Je le dis au passé parce que la vie fait qu’il ne me reste que quelques jours à vivre et qu’il est difficile de mentir à soi ou aux autres; au fond comment ne pas aller à l’essentiel. Quand le bonhomme de la mort frappe à ta porte, tu peux difficilement ne pas la lui ouvrir, parce qu’il la franchirait tout seul. C’est ce qui m’arrive. Mais quand Daniel arrive avec son projet, avec ses yeux de rêve et de poésie, et frappe à ma porte, je me dis voilà une belle venue, voilà un joli bonhomme, et toute la grande dame des songes entre avec lui, m’envahit, vient me réjouir.
Moi, qui ai toujours écrit, tant et tant, j’ai toujours eu horreur de la littérature, de l’édition, des auteurs, des grands prix. J’écris et je me cache. Chaque jour. Mais Daniel, lui, frappait à coup d’éditions, à droit d’auteur, à droit de dire la vie qu’on prend par le chignon, la vie qu’on goûte comme une fleur champêtre, celle anodine aux passants préoccupés. Il donnait ses textes, il avait cette générosité qui me manque.

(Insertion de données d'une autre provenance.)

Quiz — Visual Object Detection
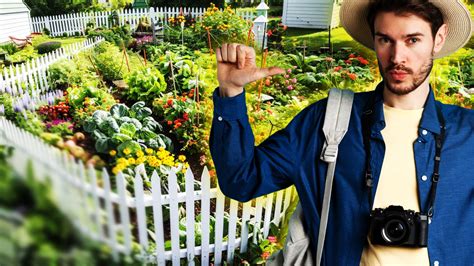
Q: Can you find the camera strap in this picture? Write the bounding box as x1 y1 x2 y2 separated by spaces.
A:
362 97 446 218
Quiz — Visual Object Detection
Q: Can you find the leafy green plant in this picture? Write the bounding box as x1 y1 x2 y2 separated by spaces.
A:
84 102 171 156
195 4 251 49
92 42 126 81
123 68 166 103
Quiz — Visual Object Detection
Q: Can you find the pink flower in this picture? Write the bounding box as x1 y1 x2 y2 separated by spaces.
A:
268 236 277 243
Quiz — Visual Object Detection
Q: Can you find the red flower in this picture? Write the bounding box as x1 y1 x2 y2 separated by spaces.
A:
262 251 270 260
357 56 369 65
347 73 357 80
268 236 277 243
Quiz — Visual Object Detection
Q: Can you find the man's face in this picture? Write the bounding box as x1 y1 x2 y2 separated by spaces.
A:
374 12 434 95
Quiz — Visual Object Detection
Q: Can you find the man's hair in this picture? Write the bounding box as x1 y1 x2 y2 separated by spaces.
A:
367 0 444 39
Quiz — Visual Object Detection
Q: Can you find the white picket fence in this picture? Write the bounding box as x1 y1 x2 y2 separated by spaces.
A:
31 7 255 36
0 38 103 97
0 117 295 265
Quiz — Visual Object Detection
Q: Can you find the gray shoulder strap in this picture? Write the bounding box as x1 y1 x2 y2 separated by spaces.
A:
316 88 354 266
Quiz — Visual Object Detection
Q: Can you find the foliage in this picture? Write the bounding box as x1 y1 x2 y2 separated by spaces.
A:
36 42 61 54
123 68 166 103
84 23 133 47
0 42 19 55
235 223 282 265
84 102 171 156
153 92 206 153
67 86 116 125
92 42 126 81
196 4 251 48
267 18 288 50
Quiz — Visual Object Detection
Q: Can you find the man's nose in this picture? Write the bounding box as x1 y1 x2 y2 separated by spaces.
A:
390 42 407 65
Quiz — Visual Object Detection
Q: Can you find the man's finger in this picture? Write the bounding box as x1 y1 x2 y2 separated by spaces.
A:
254 67 285 80
216 48 222 62
236 45 246 69
221 43 227 62
227 43 237 63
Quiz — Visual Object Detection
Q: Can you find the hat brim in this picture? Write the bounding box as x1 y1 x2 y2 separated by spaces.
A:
339 0 474 58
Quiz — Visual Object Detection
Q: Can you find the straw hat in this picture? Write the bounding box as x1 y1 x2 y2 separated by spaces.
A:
339 0 474 58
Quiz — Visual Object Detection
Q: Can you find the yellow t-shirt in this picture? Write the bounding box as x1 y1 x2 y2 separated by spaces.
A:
360 105 429 265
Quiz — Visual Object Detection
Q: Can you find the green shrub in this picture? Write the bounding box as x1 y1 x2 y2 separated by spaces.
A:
36 42 61 54
93 42 127 81
43 27 51 36
125 68 166 103
0 43 19 55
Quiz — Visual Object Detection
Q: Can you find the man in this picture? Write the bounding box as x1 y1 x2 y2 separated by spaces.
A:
211 0 474 265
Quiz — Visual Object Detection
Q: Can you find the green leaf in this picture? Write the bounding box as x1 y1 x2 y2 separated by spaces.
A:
120 123 137 138
95 138 111 153
112 133 132 143
84 119 96 133
93 130 108 139
117 140 141 156
110 103 129 119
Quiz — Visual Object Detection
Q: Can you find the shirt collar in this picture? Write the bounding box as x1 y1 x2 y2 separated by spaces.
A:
372 81 440 134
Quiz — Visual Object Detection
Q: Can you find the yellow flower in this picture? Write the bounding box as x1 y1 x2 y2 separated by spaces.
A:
112 166 120 175
123 148 130 155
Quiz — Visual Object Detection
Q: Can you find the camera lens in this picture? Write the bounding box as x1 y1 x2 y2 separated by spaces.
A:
382 218 408 244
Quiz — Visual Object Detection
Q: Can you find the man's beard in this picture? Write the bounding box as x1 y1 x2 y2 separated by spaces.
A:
379 57 433 95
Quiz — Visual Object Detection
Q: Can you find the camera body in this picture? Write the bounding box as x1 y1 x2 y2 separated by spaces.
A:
369 205 428 247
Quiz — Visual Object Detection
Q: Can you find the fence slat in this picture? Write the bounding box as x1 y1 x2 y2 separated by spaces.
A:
135 171 148 251
151 171 165 266
201 166 211 266
185 168 195 266
263 194 273 238
115 172 132 254
214 190 225 265
227 200 239 264
102 169 118 259
168 171 180 266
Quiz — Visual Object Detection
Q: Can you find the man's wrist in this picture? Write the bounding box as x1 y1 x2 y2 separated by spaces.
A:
219 87 244 97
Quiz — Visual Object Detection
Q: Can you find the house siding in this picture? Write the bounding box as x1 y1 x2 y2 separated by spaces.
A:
282 0 342 29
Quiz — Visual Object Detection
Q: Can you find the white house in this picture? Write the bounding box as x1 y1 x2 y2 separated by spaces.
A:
282 0 342 29
0 0 31 43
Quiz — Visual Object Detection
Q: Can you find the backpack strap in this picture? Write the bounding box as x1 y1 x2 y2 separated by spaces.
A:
316 88 354 266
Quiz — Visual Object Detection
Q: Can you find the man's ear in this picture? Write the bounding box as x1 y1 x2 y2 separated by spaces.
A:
433 24 448 54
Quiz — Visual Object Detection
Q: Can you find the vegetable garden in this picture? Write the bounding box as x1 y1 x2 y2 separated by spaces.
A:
0 2 474 265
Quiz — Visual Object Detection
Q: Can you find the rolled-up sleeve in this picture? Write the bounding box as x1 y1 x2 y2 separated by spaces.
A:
210 89 295 201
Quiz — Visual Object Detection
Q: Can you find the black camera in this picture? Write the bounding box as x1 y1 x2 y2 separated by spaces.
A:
369 205 428 247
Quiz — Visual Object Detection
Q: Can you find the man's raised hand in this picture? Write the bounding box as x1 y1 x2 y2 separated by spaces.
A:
216 43 285 97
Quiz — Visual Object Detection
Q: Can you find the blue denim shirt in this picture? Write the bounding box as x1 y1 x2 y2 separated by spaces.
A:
210 84 474 265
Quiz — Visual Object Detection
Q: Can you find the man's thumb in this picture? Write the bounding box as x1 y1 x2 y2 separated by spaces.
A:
255 67 285 80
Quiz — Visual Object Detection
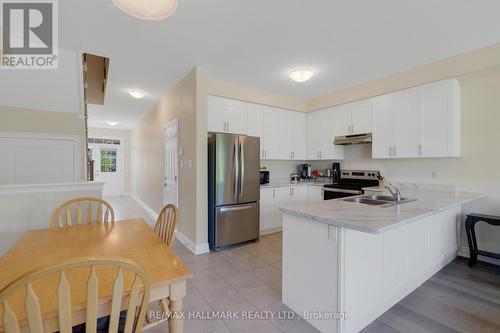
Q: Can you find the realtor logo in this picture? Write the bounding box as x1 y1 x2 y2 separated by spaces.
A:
0 0 58 69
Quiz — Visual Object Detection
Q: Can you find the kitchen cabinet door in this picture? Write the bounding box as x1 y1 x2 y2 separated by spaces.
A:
372 95 394 158
291 185 307 204
260 188 276 231
419 80 460 157
207 96 226 133
307 185 323 202
350 99 373 134
292 111 307 160
333 104 351 136
226 99 248 134
247 103 264 136
264 106 291 160
307 111 323 160
393 89 419 157
320 109 344 160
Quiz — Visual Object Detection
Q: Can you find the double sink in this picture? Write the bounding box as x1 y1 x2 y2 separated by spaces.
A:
341 194 417 207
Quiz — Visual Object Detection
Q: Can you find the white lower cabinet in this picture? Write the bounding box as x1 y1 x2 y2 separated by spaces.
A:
260 185 323 232
283 207 461 333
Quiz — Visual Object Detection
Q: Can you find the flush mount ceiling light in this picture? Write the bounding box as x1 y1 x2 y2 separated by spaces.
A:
288 68 314 83
113 0 177 21
128 89 146 99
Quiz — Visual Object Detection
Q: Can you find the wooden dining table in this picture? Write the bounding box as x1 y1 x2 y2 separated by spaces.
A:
0 219 192 333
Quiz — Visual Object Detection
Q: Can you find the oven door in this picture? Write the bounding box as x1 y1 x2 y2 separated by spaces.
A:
323 187 363 200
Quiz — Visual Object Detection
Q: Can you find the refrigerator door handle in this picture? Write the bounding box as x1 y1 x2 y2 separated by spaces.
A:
240 141 245 198
234 141 240 198
220 205 253 212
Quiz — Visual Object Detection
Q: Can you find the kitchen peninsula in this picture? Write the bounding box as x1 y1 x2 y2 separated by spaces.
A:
280 190 482 333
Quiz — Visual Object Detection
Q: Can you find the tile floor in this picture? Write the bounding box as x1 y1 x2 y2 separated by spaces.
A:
106 197 500 333
105 196 317 333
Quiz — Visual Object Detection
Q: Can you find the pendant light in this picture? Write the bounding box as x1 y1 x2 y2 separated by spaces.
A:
113 0 177 21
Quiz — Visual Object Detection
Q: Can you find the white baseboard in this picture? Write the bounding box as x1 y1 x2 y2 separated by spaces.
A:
175 230 210 255
128 193 158 223
458 246 500 266
127 193 210 255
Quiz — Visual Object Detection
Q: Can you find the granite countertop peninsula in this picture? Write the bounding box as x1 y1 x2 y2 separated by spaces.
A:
280 190 484 234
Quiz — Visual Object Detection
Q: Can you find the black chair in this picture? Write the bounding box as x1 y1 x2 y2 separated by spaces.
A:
465 214 500 267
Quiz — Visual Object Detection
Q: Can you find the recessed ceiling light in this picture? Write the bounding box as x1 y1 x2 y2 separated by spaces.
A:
128 89 146 99
288 68 314 82
113 0 177 21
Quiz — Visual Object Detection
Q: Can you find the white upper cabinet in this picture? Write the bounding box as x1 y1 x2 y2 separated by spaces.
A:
393 89 419 157
372 95 394 158
372 79 460 158
248 103 264 136
283 112 307 160
307 111 323 160
418 79 460 157
307 109 344 160
207 96 226 132
207 96 248 134
334 100 373 136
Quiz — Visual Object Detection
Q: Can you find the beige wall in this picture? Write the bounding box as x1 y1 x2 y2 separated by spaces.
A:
306 43 500 111
208 80 306 112
0 105 85 181
131 68 208 244
89 127 132 193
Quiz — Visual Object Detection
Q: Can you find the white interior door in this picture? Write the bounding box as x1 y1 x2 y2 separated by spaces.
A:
89 144 123 196
163 120 179 206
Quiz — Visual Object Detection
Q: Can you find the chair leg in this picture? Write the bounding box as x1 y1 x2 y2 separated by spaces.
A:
465 218 477 267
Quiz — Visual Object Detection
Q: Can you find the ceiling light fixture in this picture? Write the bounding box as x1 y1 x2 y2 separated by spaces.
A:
288 68 314 83
128 89 146 99
113 0 177 21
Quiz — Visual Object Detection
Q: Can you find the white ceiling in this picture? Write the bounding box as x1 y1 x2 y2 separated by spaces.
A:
5 0 500 128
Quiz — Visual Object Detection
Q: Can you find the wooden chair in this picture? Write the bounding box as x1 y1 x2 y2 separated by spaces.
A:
0 258 150 333
144 204 178 328
50 197 115 228
154 204 178 247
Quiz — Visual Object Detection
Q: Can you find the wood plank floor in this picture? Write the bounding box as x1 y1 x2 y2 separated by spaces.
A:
362 258 500 333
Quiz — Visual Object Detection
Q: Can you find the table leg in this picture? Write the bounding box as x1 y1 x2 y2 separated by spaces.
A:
168 281 186 333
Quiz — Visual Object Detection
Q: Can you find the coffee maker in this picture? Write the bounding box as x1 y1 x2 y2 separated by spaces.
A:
332 163 341 184
300 164 312 180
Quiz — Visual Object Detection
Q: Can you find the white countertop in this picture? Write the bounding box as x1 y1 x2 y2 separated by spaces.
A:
260 181 331 188
280 190 484 234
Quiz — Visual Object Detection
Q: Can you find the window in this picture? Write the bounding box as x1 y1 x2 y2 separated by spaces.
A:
101 149 116 172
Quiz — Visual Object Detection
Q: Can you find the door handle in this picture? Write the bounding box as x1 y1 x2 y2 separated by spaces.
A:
234 142 240 198
240 141 245 198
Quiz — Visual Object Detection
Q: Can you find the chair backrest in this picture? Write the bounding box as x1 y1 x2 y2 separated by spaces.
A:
0 258 150 333
155 204 178 246
50 197 115 228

Lui, je le vois parler aux jeunes dans les écoles, jouer avec eux sur les mots écrits, tels qu’ils sont là, sortis de l’un de ses recueils ou de ces têtes enfantines porteuses de germes colorés, d’éclats insolites. Les questionner ces mots, les hasarder sur une table, les regarder, les reprendre, leur donner une gentille course libre, les partager. Lui, le passionné, l’émerveillé, quelque chose qui ressemble au vieux copain Desnos, il les fait virevolter jusqu’à ce qu’il tombe dans la bouche gourmande des Nymphes et des Satyres que nous sommes.
Allons, Daniel, petit poète dans mon cœur, n’aie pas peur. Poursuis-le ton rêve, entête-toi, parce que des poètes il n’y en a plus beaucoup.